Hidroelektrik dünyada en çok kullanılan enerji kaynaklarından biridir. Dünyanın en büyük yenilenebilir elektrik kaynağı olan hidroelektrik (hidroelektrik) yaklaşık 900 GW kurulu güce sahiptir. Suyun potansiyel enerjisini kinetik enerjiye çevirerek elektrik üreten bir sistemdir. Enerji üretiminde kullanılmasının yanı sıra tarımsal sulama ve içme suyu olarak da kullanılmaktadır.
Bir hidroelektrik santrali, elektrik üretmek için suyun akış enerjisini kullanır. Bunun için akan suyun (nehir, dere, dere vb.) büyük beton blok yapı taşları ile yapılmasını sağlıyoruz. Belirli bir yüksekliğe kadar biriken su önemli bir potansiyel enerjiye sahiptir. Bu potansiyel enerji, türbinler tarafından önce kinetik enerjiye (mekanik enerji), daha sonra baraj içinde çeşitli mekanizmalar kullanılarak enerji dönüşümü prensibine göre türbin çarkına bağlı bir jeneratör motorunun dönmesiyle elektrik enerjisine dönüştürülür.
HES kurulum aşamasında, özellikle tesislerin inşaatı ile bağlantılı olarak inşaat atıkları şantiyede bırakılmaktadır. İlgili firmalara gerekli uyarıların yapılması ile bu sorun çözülebilir. İnşaat aşamasında karşılaştığımız bir diğer sorun ise, gerekli görüldüğü takdirde dinamit patlatılarak doğal yaşamın yok edilmesidir, hem hayvanların hem de bitkilerin yaşamına büyük ölçekte kötü etkiliyor ancak bu konuda da önlemler alınabilir.
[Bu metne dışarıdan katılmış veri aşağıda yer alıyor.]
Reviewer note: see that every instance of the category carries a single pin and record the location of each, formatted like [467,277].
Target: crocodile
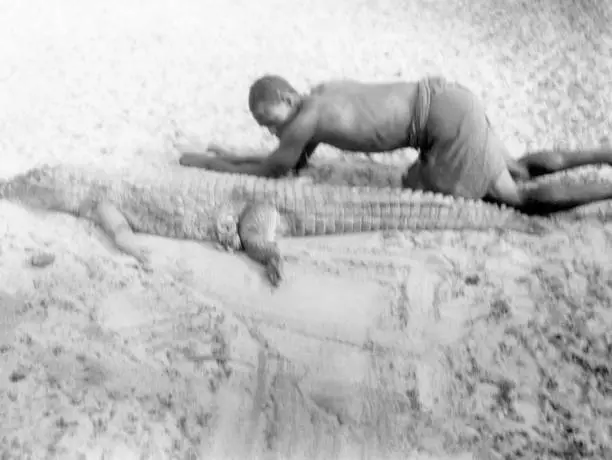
[241,212]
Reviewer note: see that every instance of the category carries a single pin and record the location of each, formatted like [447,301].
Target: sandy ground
[419,345]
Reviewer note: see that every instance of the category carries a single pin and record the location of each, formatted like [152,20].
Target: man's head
[273,102]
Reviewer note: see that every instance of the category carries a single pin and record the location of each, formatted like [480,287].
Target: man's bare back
[364,117]
[459,152]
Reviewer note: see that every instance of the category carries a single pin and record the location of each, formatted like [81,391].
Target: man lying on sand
[459,152]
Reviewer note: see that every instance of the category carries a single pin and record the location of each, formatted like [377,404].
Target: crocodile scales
[246,212]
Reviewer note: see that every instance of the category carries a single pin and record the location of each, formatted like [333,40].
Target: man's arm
[293,140]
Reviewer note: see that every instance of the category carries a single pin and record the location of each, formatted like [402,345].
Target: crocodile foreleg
[255,229]
[116,227]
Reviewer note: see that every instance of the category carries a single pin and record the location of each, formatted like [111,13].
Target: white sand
[418,345]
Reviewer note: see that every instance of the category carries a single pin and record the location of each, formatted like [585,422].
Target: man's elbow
[276,170]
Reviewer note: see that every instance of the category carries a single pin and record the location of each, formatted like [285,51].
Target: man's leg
[542,199]
[550,161]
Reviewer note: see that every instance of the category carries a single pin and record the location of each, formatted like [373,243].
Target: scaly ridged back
[318,209]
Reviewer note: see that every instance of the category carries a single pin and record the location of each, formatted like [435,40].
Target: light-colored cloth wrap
[460,153]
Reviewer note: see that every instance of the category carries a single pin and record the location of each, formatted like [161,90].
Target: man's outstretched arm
[293,141]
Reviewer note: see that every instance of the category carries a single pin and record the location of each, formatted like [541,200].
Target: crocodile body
[250,212]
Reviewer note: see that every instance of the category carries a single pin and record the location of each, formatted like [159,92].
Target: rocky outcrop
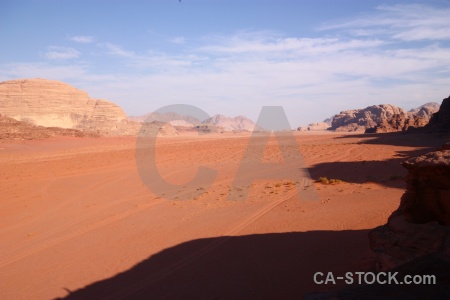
[52,103]
[440,121]
[415,118]
[398,123]
[361,119]
[425,111]
[314,127]
[420,226]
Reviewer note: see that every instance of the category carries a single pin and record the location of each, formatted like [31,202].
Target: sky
[313,58]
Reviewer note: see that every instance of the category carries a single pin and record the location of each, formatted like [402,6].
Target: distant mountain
[425,111]
[440,121]
[314,127]
[239,123]
[50,103]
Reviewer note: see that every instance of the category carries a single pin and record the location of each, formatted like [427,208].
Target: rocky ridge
[362,119]
[51,103]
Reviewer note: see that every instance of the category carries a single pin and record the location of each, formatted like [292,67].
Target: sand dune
[75,214]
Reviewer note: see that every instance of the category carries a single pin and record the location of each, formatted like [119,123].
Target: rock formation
[167,118]
[420,226]
[314,127]
[440,121]
[52,103]
[398,123]
[361,119]
[425,111]
[239,123]
[11,129]
[416,239]
[415,118]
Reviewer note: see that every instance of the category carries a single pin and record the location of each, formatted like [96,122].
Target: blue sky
[314,58]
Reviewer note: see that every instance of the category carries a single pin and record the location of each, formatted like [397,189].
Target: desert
[77,222]
[226,150]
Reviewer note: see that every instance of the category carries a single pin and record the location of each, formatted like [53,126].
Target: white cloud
[82,39]
[61,53]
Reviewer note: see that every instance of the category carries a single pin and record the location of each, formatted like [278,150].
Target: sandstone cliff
[314,127]
[415,118]
[52,103]
[420,226]
[11,129]
[239,123]
[440,121]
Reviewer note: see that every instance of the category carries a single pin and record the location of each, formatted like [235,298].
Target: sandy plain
[77,222]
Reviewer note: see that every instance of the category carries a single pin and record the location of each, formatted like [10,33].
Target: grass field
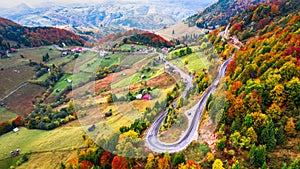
[48,159]
[197,62]
[127,47]
[11,78]
[21,101]
[6,115]
[80,77]
[63,138]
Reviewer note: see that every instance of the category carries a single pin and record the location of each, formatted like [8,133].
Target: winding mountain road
[152,140]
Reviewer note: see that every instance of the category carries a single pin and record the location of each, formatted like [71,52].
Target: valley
[115,85]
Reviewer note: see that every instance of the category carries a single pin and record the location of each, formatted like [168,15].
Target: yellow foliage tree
[218,164]
[290,128]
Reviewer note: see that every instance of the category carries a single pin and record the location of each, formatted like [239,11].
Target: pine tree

Daha geniş anlamda, HES’ler küresel ısınma, iklim değişikliği ve türlerin azalması gibi birçok konuda rol oynamaktadır. Örneğin, Keban Barajı yapılmadan önce Elazığ’a her yıl metrelerce kar yağıyordu, ancak kurulum başladıktan sonra yağışlar giderek istikrarını yitirdi. HES cihazlarının çalıştırılması için kullanılan bir diğer yöntem ise “su şişirme” yani toplanmasıdır. Birçok tarım alanı bu yöntemle zarar gördü.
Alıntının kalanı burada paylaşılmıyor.